At Sampan, chef Michael Schulson incorporates mint into his pork banh mi and in a shiso chimichurri served with steak. Shiso is also in the mint family.

Besides using pounds of Hierba Buena, a Latin American mint, in signature mojitos, Cuba Libre chef Guillermo Pernot does a riff on traditional ropa vieja, using eggplant, lamb and mint, which he then stuffs into ravioli and serves in a minted broth.

The summer palate

"Mint brings out the delicate, nutty flavors in artichokes and fava beans, adds a kick to Thai and Indian dishes along with garlic, basil and ginger, cleanses the palate in sorbets and fruit salads, and instantly lightens heavy protein dishes for the summertime appetite," said Michael Luongo, executive chef at Glenmorgan, in the Radnor Hotel, where a seasonal herb garden debuted this spring.

"I love the powerful aroma that fresh mint brings to the kitchen," he said. " The peppery mouth-feel and clean, grassy finish that mint provides in sauces, vinaigrettes and salads is wonderful and shouts to the senses that summer is here."

Luongo makes a mint watermelon sauce spiked with bourbon that goes beautifully with grilled lamb.

The effervescent Indian chef Jagmeet "Happy" Singh, who opened his restaurant, 401 Nirvana, in Conshohocken four months ago, goes through at least 10 pounds of mint every week, using it in a homemade zesty mint chutney, in aromatic biryani rice dishes, stuffed into naan bread and in his own creation, a curried kabob of chicken stuffed with fresh mint and lamb topped with creamy korma sauce.

"Mint is very important to Indian cuisine," said the Punjab native, who came to the U.S. to become a pilot and flew straight into the kitchen instead.

Mint is an ideal ingredient in lighter summer fare, said John Mims, chef/owner at Carmine's Creole Act II, in Narberth. "I've been feeding this same crowd since 1998, and we're all getting a little older and watching what we eat.
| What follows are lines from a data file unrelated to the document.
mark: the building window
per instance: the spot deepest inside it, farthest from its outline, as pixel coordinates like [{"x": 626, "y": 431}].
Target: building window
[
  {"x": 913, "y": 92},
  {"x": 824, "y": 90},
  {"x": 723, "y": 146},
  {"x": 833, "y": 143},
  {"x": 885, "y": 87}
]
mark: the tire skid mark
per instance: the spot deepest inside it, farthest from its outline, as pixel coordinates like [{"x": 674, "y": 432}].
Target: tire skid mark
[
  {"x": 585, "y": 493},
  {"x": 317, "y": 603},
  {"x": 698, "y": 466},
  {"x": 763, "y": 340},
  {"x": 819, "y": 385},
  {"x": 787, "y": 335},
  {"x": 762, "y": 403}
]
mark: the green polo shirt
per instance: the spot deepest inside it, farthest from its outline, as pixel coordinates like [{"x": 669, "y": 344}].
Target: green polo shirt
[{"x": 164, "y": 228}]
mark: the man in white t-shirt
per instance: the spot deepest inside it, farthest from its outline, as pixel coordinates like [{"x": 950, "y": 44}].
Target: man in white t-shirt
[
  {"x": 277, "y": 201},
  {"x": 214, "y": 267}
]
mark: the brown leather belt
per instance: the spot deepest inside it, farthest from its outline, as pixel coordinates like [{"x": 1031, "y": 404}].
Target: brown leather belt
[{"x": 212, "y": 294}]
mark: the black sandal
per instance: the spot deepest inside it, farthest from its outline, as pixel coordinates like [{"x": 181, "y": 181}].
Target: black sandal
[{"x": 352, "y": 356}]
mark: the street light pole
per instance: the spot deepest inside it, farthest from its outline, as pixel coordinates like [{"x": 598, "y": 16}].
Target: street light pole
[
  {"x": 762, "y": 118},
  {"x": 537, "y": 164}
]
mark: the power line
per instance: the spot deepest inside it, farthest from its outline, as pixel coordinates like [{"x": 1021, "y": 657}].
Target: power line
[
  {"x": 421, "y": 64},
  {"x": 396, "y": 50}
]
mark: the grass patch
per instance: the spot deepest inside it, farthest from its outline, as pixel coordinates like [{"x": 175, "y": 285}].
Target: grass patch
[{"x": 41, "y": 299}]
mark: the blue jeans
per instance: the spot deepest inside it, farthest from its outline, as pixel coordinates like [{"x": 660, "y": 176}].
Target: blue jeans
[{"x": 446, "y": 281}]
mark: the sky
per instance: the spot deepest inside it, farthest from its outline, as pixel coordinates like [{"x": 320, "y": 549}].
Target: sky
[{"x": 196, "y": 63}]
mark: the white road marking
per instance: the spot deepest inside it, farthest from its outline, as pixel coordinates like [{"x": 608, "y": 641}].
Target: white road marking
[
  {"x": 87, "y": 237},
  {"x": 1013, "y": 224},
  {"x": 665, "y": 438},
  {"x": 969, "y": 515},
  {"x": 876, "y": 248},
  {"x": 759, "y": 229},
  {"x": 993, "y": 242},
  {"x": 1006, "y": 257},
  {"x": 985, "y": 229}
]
My cooking has evolved along those lines."

Mims' regulars love his cold honeydew, mint and Serrano chile soup, or, for something with a bigger caloric punch, his buttery sautéed shrimp with mint pesto.

As is the case with all fresh herbs, for the brightest flavor add chopped mint at the end of the cooking process, or at the beginning if you are using dried.

"And you can always add more," said Jim Coleman, executive chef at Sofitel and Liberté Lounge, where his lamb burger is a minty hit.

The hotel's large rooftop garden is an oasis of fresh herbs, tomatoes, squash, sweet and hot peppers. "Think of using mint with any dish that has natural oils in it, like salmon or lamb, or dishes with a lot of olive oil," said Coleman. "Mint doesn't get lost like fresh basil can. It holds its own."